Depending on what type of fiscal year your agency works with, you might be “up to your eyeballs” in budget work. Even if you are not based on the calendar year, it’s something you should already be thinking about.
A lot of considerations are in the mix depending on the type of EMS service you run (commercial, not-for-profit, volunteer, hospital-based, or local government), or if you are a combination agency such as fire and ambulance. Where does your funding come from – insurance billing, local municipality, donations and/or subscriptions, or maybe grants? Finally, whose responsibility is it to do the paperwork on your budget, is it your own directors, your local government’s accounting department, the hospital that oversees you, or do you hire an outside agency?
Let’s assume that it is all on you. The first thing you should do is familiarize yourself with at least the last three years of your agency budget. What are your annual expenses? If you are fire/ambulance service, try to assign how much of each expense belongs to EMS alone. Include salaries (if any); fuel to keep your rigs running, vehicle expenses like maintenance and insurance; equipment; uniforms; and house expenses like rent or mortgage, utilities, repairs, etc. Don’t forget to look at your income as well and the changes over the past few years.
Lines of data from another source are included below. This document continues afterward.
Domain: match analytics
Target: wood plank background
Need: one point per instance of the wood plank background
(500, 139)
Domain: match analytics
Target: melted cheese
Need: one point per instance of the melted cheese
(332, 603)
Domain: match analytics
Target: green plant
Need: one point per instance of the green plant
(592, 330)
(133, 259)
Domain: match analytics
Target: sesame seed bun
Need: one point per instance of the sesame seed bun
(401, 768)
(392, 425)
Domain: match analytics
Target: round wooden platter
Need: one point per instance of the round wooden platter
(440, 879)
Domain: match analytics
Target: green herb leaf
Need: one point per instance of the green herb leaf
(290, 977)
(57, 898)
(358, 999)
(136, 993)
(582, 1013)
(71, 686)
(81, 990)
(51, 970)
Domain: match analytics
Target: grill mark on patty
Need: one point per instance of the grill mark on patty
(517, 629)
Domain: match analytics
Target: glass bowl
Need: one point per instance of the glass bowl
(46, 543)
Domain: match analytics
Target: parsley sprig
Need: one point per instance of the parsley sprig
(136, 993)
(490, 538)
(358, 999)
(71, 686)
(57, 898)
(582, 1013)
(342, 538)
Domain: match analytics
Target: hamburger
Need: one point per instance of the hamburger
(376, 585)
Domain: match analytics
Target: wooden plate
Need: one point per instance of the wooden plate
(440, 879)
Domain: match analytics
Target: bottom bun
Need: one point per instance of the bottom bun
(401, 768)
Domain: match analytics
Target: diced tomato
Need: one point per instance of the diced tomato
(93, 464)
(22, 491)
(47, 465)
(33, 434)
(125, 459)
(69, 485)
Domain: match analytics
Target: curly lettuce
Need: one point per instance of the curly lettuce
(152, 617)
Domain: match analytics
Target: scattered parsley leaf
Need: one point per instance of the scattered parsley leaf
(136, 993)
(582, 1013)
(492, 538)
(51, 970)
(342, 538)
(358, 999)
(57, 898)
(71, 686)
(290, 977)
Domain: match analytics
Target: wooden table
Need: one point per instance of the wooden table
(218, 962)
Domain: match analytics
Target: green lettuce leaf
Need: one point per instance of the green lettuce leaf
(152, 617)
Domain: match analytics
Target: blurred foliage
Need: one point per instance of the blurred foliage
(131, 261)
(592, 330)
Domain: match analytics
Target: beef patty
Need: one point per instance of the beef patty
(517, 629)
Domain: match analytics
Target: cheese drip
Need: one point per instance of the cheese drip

If the income versus expenses has changed radically, does it correspond to changes in your town (population, income, infrastructure)? And if so, what trends will be affecting your profit and loss columns in the coming year?
Whether your staff is salaried, volunteer, or a combination of both, you do need to allow a budget that will aid in both retention and recruitment. Many managers make the mistake of putting all the money into recruitment and nothing into retention and this philosophy, at best, provides a very high turnover. Maybe you can keep your rigs and office staffed adequately, but you lose a lot of experience, and you will have to keep training newcomers (which will actually cost you more if they need to ride with a full crew in order to get used to the way your company does things), and the solidarity of your existing crews can go downhill rapidly and they will often look for a better position elsewhere. Salaried employees need a realistic living wage, volunteers should be recognized as well for the time they put in. Even throwing a yearly picnic or an in-house holiday party will help to keep morale up without going broke in the process.
Remember that the budget that may look so good on paper may not be realistic for your individual agency or the community it serves. Assume that no matter how healthy your budget looks, there will always be some surprise – an expense you weren’t expecting, less reimbursement from insurance companies, or even an accident, injury, or worse affecting your headquarters, rigs, staff, or patient. Look for available grants, it wouldn’t hurt to have someone versed in grant writing to help you out. When you can cut corners safely, such as if you can remount an ambulance instead of replacing it, definitely look into it.